My favorite of these is "GoCart". I want an Android phone just for this:
"GoCart is your shopping cart on-the-go. Users can scan the barcode of any product using their phone’s built-in camera. Once scanned, it will search for all the best prices on the internet and through the inventories of nearby, local stores."
Fully agree with you. Some of the apps look great. I bought an iPhone as its the best out there for what I need, but I'd definitely get an Android phone if it proves to be as good. Now I need to find out if there's an app like this for the iPhone. If not, then we should create one!
I guess one way would be to require the user to type in the price of the object they're reviewing, to seed the database... although that would only work well for a community with a lot of Android cell phones.

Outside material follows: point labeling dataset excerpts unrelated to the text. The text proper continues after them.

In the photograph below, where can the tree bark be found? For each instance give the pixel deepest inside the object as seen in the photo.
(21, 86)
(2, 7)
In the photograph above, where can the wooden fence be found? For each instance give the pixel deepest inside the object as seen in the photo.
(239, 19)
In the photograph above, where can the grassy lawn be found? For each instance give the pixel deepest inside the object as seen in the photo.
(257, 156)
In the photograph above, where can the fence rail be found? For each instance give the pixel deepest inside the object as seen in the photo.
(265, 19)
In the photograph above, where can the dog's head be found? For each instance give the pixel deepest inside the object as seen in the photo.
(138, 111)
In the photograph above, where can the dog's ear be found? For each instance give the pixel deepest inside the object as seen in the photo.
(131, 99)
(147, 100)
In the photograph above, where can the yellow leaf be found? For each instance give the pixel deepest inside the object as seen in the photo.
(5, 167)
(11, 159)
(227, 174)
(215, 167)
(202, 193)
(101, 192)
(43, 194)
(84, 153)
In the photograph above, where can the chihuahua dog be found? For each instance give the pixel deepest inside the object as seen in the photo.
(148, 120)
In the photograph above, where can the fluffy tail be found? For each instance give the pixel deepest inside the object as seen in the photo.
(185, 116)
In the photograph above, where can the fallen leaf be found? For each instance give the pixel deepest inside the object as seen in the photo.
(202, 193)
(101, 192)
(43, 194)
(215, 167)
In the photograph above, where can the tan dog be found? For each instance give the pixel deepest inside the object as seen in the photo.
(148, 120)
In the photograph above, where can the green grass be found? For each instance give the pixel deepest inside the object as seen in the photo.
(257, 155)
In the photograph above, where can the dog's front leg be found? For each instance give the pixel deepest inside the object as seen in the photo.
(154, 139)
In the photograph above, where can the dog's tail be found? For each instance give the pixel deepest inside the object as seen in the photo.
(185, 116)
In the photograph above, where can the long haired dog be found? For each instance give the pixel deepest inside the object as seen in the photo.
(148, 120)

Now that I think about it, a database telling which products local people are comparing would be pretty valuable to local stores... They might be willing to trade pricing data for search data? Or a "featured" listing position?
GoCart gets the local prices from the website itself. Several merchants' websites have a "check local inventory" feature where you supply the zip code to get a list of stores. Check out the video at http://www.biggu.com
I'm glad to see The Weather Channel didn't receive any money even though they were a finalist. I don't think they need it as much as a small developer bootstrapping their app.
I'd hope that Google, of all companies, is better than that. "You do better work, but we're looking for someone a little more pathetic" is not going to get them anywhere.
I'm guessing that it would be more a factor of 'bang for your buck'. That money is going to go a lot farther at a startup than at a company worth billions of dollars:
"GoCart is your shopping cart on-the-go. Users can scan the barcode of any product using their phone’s built-in camera. Once scanned, it will search for all the best prices on the internet and through the inventories of nearby, local stores."